A small dirt road winds its way through open grasses punctuated by low-lying mesquite brush in a Texas field. But you’re not here for the scenery. You’ve come to see the soaring, stark-white windmills that scrape at the clouds rolling over a wind farm in Abilene. This is where your energy comes from, and it’s a sight to behold.
Today, REI is sourcing energy from this wind farm to power six of its own Texas retail locations. Though the co-op has used renewable electricity since 2013, the Texas program is one of the first times REI is purchasing wind energy directly from a local renewable source. And the co-op is making customers in Texas aware of the option they now have to purchase energy from this wind farm at prices similar to those of nonrenewable sources.
The road to local and renewable
Across the United States, buying energy from renewable sources—like wind, water and sunlight—is part of a growing trend to cut down on greenhouse gas emissions. Between 2008 and 2018, the U.S. doubled its renewable energy production, according to the U.S. Energy Information Administration. A 2018 report by the International Renewable Energy Agency suggests that unsubsidized renewable energy is increasingly becoming more affordable than the fossil fuel options on the market today. And while renewables made up only 15 percent of electricity in 2016, that number is expected to rise to 25 percent by 2030, according to the Center for Climate and Energy Solutions.
Buying renewable energy directly from the source was previously too expensive for most individuals and companies, as renewables could only be purchased in large amounts that required long-term contracts and a significant investment. Those who wanted to use clean energy sometimes resorted to installing solar panels or buying renewable energy certificates (RECs), which represent a given amount of electricity that’s been generated from a renewable source, like a wind farm or a solar plant.
But a partnership established between RPD Energy and financial tools company Intuit is helping to make renewable energy more accessible in Texas. In 2018, the companies launched a program, Purely Green, with the intention of connecting green energy plants with consumers. By purchasing large blocks of wind power from the Lone Star II farm through RPD, Intuit is making it possible for smaller buyers to source electricity from that same local energy generator.

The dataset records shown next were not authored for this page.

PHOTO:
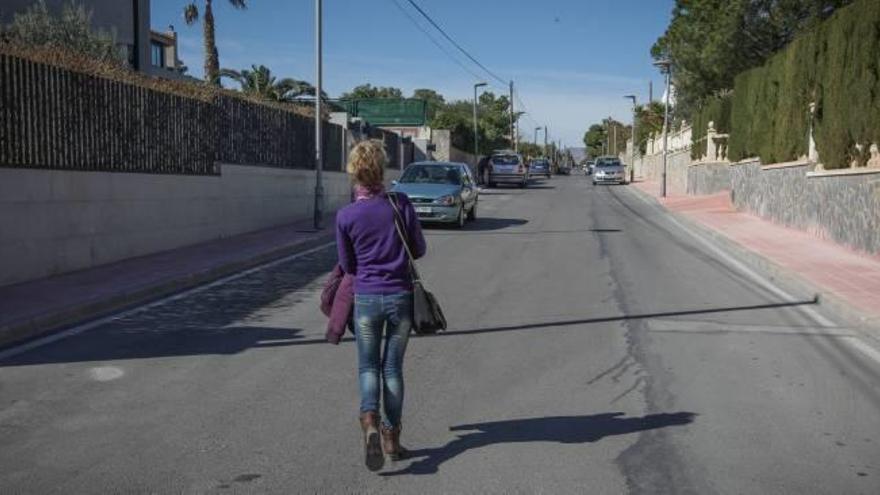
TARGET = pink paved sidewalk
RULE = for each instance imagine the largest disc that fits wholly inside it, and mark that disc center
(33, 308)
(848, 275)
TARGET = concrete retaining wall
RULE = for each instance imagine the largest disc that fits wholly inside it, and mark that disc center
(842, 208)
(708, 178)
(651, 168)
(54, 221)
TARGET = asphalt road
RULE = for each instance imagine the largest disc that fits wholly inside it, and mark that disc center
(595, 347)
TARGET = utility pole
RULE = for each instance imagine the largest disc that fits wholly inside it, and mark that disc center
(666, 67)
(616, 150)
(513, 137)
(632, 159)
(476, 128)
(319, 160)
(545, 142)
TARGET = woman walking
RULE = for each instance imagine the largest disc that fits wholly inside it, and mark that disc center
(371, 249)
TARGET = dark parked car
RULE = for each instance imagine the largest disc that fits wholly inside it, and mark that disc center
(508, 167)
(440, 191)
(540, 166)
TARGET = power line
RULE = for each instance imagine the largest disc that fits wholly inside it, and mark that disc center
(434, 40)
(454, 43)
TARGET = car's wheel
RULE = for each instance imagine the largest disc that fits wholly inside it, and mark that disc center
(472, 214)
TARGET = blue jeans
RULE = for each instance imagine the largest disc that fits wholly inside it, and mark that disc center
(373, 314)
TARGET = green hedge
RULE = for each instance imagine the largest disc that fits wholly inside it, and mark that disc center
(836, 65)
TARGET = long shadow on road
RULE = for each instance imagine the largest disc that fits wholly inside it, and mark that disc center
(587, 321)
(217, 320)
(559, 429)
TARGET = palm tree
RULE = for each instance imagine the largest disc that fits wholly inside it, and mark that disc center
(191, 15)
(259, 81)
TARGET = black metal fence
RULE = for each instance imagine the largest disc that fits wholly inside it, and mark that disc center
(56, 118)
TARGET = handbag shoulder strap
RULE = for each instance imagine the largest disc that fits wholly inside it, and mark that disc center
(398, 223)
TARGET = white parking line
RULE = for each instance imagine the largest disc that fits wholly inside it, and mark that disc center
(14, 351)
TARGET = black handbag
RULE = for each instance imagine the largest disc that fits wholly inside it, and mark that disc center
(427, 316)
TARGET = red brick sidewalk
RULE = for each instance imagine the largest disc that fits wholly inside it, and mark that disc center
(31, 309)
(844, 273)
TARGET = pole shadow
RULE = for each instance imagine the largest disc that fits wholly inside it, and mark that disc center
(558, 429)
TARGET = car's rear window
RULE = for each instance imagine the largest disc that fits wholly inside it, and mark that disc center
(505, 160)
(432, 174)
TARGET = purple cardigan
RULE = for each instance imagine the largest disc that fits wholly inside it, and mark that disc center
(337, 303)
(370, 248)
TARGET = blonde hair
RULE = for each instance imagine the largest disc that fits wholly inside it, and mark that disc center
(366, 163)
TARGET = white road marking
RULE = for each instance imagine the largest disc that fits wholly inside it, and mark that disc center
(14, 351)
(105, 373)
(865, 348)
(817, 317)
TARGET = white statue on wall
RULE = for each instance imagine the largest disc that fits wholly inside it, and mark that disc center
(874, 161)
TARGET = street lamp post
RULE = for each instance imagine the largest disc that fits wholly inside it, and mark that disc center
(666, 67)
(632, 170)
(319, 161)
(476, 136)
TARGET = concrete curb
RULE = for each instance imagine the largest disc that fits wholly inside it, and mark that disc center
(778, 274)
(18, 332)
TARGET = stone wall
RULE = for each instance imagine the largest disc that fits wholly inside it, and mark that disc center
(708, 178)
(842, 208)
(650, 167)
(56, 221)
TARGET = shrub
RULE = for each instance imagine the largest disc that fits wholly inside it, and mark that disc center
(70, 31)
(834, 64)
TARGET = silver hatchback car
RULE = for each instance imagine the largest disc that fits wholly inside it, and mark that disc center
(608, 169)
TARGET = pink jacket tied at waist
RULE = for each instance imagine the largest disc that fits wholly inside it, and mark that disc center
(337, 303)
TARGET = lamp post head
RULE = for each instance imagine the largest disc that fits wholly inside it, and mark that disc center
(664, 64)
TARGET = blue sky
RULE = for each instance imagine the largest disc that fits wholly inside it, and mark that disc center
(571, 60)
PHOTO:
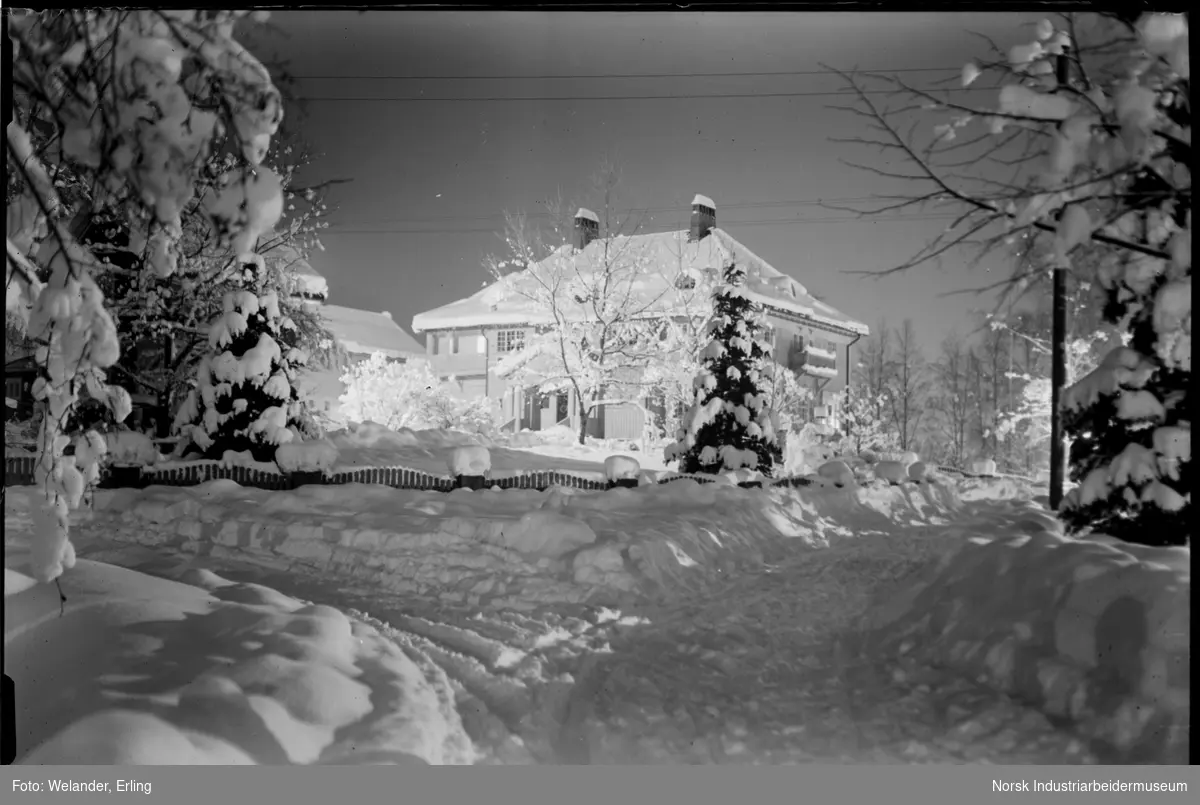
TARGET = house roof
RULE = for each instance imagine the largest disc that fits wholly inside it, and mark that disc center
(307, 280)
(501, 302)
(357, 331)
(365, 332)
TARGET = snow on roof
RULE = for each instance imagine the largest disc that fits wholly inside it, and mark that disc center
(496, 305)
(365, 332)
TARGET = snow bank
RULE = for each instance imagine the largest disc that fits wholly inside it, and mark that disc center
(617, 468)
(306, 456)
(1095, 632)
(145, 671)
(486, 548)
(547, 533)
(131, 449)
(894, 472)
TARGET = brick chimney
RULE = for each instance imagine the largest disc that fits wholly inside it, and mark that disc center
(703, 217)
(587, 227)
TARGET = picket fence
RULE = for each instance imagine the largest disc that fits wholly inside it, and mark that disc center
(19, 472)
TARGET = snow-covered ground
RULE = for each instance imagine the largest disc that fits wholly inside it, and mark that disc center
(364, 624)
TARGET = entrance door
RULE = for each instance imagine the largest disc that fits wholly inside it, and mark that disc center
(562, 407)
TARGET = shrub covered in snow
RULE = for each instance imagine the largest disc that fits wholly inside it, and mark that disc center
(411, 395)
(729, 426)
(245, 396)
(837, 472)
(618, 468)
(130, 449)
(1131, 418)
(861, 427)
(893, 472)
(318, 455)
(471, 460)
(983, 467)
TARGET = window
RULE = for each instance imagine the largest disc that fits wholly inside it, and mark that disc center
(508, 341)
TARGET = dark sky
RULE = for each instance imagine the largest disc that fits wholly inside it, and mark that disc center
(432, 179)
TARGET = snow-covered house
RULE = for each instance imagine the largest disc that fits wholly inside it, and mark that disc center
(358, 332)
(467, 337)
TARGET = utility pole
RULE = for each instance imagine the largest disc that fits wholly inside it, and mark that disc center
(1059, 343)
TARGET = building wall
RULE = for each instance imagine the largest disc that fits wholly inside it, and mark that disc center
(471, 355)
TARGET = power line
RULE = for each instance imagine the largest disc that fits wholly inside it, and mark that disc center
(682, 96)
(615, 76)
(465, 230)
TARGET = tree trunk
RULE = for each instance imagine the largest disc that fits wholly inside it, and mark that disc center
(585, 414)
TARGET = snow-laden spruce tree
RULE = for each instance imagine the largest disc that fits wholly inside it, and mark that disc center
(133, 102)
(730, 425)
(1096, 110)
(245, 396)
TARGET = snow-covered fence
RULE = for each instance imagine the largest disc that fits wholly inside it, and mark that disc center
(399, 478)
(679, 476)
(18, 470)
(544, 480)
(199, 473)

Sean Kinghorn is the global sustainability leader for Intuit. “The number one reason we launched the program was we wanted to have a bigger impact than just focusing on our company’s environmental footprint,” he said. “We have a campus in Texas that is 100% wind powered. But we wondered: What is the greatest impact that we could have? What if we could come up with a solution that we could offer to our employees? What about our customers? What about anyone in Texas?”
REI joins the effort
This summer, REI joined the program, purchasing power from the local wind farm for six of its retail locations (Dallas, Fort Worth, Plano, Houston-Friendswood, Houston-Willowbrook and Houston-Galleria).
“RPD was founded to provide simple, affordable access to local, physical, renewable energy,” said Eric Alam, CEO of RPD Energy. “We’ve been able to establish a solution to powering REI stores in Texas that does just that.”
While REI has used 100% renewable electricity since 2013, through a combination of onsite solar and RECs, this program offers something new. For the first time, REI stores in Texas can purchase renewable energy directly from a wind farm that generates enough power to provide about 91,000 average Texas homes with clean energy each year. And REI is letting employees and members know that they can do the same.
“The exciting thing about this program is that the renewable electricity is from a local Texas wind farm, which ensures that more of the benefit goes to the local economy,” said Susan Long, sustainability initiative manager for REI. “A real prize is to bring our members along with us on our sustainability journey. We are able to offer an on-ramp for our members and employees in Texas to sign up for locally generated, renewable energy at a price competitive to regular grid power.”
If the programs continue to be successful, experts say industry players in other markets could join the efforts, offering more Texans—and Americans—the opportunity to purchase local, renewable energy at competitive prices.